The Patriot Post® · Trump Taps Something That's Long Been Ignored
If Super Tuesday proved anything, it’s that a large number of American voters will, indeed, pull the lever for Donald Trump — and for valid reasons. No, we haven’t suddenly jumped on the Trump Train (and don’t expect us to any time soon), but it’s clear Trump has found a trigger point among many voters. And he’s hitting it with incredible consistency.
“My market is the people in the country who want to see America be great again,” Trump explained. “It’s very simple. That’s a lot of people. That’s not broken down by age, or race or anything.”
While it’s all too easy to judge Trump supporters by the candidate they follow, Trumpmania’s real appeal goes much deeper than political theater — and it’s worth understanding.
As much as we despise politics via class stratification, that’s where we must begin. For it’s working-class Americans — blue-collar, lacking political power and without friends in high places — who believe they have at last found an ally, an advocate, a voice in the man who proudly claimed to “love the poorly educated.”
In an astute explanation of “Trump’s America,” Charles Murray of the American Enterprise Institute writes of “the emergence of a new upper class and a new lower class and … the plight of the working class caught in between.” Populating the new upper class are the elites — politicians, professors, cultural icons, business moguls. They shape policy, wield power, and are heard simply by nature of their status. The new lower class includes those “who have dropped out of some of the most basic institutions of American civic culture, especially work and marriage.” Meanwhile, the working class is left in the middle. “Trumpism,” Murray writes, “is the voice of a beleaguered working class.” And “the central truth of Trumpism as a phenomenon is that the entire American working class has legitimate reasons to be angry at the ruling class.”
We’ve noted that he is the ace of anger affirmation before.
And indeed, it’s the so-called working class — not the ruling class — that has borne the impact of the exportation of millions of manufacturing jobs and the influx of illegal aliens who now hold many working class jobs.
Peggy Noonan describes it as the rift between the “protected” and “unprotected.” She writes, “The protected make public policy. The unprotected live in it. The unprotected are starting to push back.”
And if today’s “protected” make up the “ruling class” — those who create the world in which the rest of us live — is it any wonder the “unprotected” have grown disillusioned?
As Claremont Institute Fellow Angelo Codevilla writes, “Ordinary Americans have endured being insulted by the ruling class’s favorite epithets — racist, sexist, etc., and, above all, stupid…. No wonder, then, that millions of Americans lose respect for a ruling class that disrespects them, that they identify with whomever promises some kind of turnabout against that class, and that they care less and less for the integrity of institutions that fail to protect them.”

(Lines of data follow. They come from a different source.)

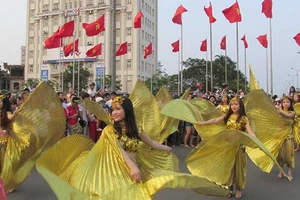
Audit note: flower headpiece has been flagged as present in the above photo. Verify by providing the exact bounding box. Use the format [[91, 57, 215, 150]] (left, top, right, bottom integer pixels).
[[230, 96, 240, 103], [112, 96, 124, 107]]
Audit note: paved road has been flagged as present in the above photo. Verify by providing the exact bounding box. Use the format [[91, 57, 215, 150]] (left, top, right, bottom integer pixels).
[[8, 147, 300, 200]]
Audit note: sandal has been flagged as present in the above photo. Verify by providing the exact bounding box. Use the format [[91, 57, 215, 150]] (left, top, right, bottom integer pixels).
[[235, 189, 242, 199]]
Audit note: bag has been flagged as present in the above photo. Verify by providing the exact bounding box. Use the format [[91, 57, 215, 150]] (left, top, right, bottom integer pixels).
[[79, 119, 87, 128]]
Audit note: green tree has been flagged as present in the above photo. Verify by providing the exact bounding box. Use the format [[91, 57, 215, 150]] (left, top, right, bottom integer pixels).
[[95, 75, 122, 90], [63, 62, 91, 91]]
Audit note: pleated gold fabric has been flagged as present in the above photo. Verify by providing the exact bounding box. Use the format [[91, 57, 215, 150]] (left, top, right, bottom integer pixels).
[[161, 99, 226, 140], [0, 82, 66, 191], [37, 125, 228, 200], [129, 80, 178, 145], [294, 103, 300, 145], [244, 90, 293, 172], [186, 130, 287, 189], [161, 96, 289, 182]]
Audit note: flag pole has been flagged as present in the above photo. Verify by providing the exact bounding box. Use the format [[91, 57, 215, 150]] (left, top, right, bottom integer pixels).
[[177, 48, 180, 96], [205, 38, 208, 94], [58, 38, 63, 92], [244, 45, 247, 92], [72, 16, 78, 95], [236, 22, 240, 92], [266, 48, 269, 95], [209, 23, 214, 92], [180, 23, 183, 93], [225, 41, 227, 84], [270, 18, 273, 96], [77, 52, 80, 95], [59, 38, 65, 92]]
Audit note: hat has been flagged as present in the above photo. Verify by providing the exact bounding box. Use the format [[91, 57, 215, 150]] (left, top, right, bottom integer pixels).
[[96, 97, 103, 103]]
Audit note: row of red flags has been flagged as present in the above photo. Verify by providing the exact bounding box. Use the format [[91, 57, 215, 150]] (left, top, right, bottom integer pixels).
[[44, 11, 152, 59], [171, 0, 300, 52], [44, 0, 300, 58]]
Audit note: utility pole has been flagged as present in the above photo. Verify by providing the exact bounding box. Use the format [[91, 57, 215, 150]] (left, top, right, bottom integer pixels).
[[111, 0, 117, 91]]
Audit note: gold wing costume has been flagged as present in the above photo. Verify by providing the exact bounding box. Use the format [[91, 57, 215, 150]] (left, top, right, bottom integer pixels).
[[37, 82, 229, 200], [0, 82, 66, 192], [294, 103, 300, 145], [244, 90, 294, 173], [161, 99, 288, 189]]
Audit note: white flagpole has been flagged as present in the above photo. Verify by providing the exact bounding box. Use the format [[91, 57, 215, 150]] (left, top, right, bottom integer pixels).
[[270, 18, 274, 96], [178, 23, 183, 93], [236, 22, 240, 92]]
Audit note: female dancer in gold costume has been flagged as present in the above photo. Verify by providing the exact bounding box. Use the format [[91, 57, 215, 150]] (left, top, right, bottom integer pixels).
[[217, 94, 229, 114], [37, 82, 228, 200], [197, 97, 256, 199], [277, 97, 295, 179]]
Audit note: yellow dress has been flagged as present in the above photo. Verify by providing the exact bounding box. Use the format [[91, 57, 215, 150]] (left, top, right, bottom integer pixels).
[[277, 110, 295, 169], [161, 94, 288, 189], [244, 90, 294, 173], [36, 82, 229, 200], [217, 104, 229, 114], [0, 82, 66, 192], [294, 103, 300, 145]]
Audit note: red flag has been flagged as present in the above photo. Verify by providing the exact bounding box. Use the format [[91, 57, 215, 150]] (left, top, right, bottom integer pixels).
[[294, 32, 300, 46], [171, 40, 179, 52], [133, 11, 144, 28], [172, 6, 187, 25], [222, 2, 242, 23], [257, 34, 268, 48], [64, 39, 79, 57], [220, 35, 226, 50], [204, 3, 217, 24], [116, 42, 127, 56], [200, 39, 207, 51], [261, 0, 273, 18], [144, 43, 152, 59], [85, 43, 102, 57], [241, 35, 248, 49], [44, 29, 61, 49], [82, 15, 105, 36], [57, 20, 75, 38]]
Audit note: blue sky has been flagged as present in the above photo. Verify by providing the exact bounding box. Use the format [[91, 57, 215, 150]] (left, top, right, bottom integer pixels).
[[0, 0, 300, 95]]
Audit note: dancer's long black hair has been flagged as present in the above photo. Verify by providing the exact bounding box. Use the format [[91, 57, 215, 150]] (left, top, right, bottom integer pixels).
[[114, 97, 139, 139], [224, 97, 247, 131]]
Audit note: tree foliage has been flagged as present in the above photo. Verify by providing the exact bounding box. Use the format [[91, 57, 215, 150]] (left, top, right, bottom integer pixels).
[[145, 55, 248, 94]]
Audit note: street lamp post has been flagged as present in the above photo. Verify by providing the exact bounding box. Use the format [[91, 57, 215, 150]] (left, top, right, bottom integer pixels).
[[291, 67, 300, 88], [288, 74, 294, 86]]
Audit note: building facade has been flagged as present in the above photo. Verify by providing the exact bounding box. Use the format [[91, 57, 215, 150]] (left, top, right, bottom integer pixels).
[[24, 0, 158, 92]]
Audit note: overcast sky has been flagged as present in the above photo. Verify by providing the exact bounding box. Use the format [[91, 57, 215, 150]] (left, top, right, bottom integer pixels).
[[0, 0, 300, 95]]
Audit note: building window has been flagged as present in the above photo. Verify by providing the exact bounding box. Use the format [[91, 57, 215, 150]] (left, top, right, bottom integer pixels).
[[29, 65, 33, 72], [14, 82, 20, 90], [127, 60, 131, 68], [126, 28, 132, 36], [127, 44, 132, 52], [127, 12, 132, 20], [98, 0, 105, 5], [88, 0, 94, 7]]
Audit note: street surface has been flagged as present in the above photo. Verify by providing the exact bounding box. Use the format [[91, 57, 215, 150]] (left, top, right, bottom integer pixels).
[[8, 146, 300, 200]]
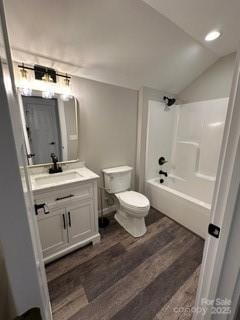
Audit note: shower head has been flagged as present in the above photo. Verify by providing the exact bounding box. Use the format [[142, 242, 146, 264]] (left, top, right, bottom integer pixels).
[[163, 96, 176, 107]]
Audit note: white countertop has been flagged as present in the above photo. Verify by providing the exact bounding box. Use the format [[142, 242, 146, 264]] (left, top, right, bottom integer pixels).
[[30, 167, 99, 191]]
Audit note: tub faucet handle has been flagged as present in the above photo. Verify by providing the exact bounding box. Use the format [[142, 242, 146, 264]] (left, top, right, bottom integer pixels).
[[159, 170, 168, 177], [158, 157, 167, 166]]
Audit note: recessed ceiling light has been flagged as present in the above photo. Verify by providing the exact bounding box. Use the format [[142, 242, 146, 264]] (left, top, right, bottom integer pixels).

A look at who actually supported Trump on Super Tuesday bears this out. Residents of economically distressed communities were more likely to vote for Trump than voters in prosperous areas.
Need more convincing? Just listen to what a recent caller told Rush Limbaugh: “It’s kind of like a few callers ago said that us guys are low-informed voters. I mean, just ‘cause we didn’t march out of somewhere with a Harvard degree or whatever, I guess we’re not qualified to vote for the president of the United States. I feel like that’s the whole thing. It’s like we’re not important, yet here we’ve been carrying the country on our back with taxes for years and years and we get no appreciation whatsoever.”
We in our humble shop are hearing the same. A reader recently wrote, “The Patriot Post needs to quit bashing the best chance of defeating Hillary: Donald Trump. Support the guy who’s winning over the American People.”
Another says, “I am tired of the elite running my country into the ground. I served a career defending what used to be the USA, only to see the socialist and RINOs take and trash her.”
It’s for this reason Trump boasts, “I’ve brought in millions and millions of people into the Republican party.” That’s true, but with big caveats. As we’ve also argued, Trump’s supporters are right to be tired of the elite., and they’re asking the right questions. They’re just coming up with the wrong answer, and that’s true in part because he hurts those he’s supposed to be for.
No matter what we think though, the fact is Trump supporters aren’t necessarily voting for Trump because he’s someone important. Trump supporters are voting for Trump because he says they’re someone important. And they’ve been missing that for far too long.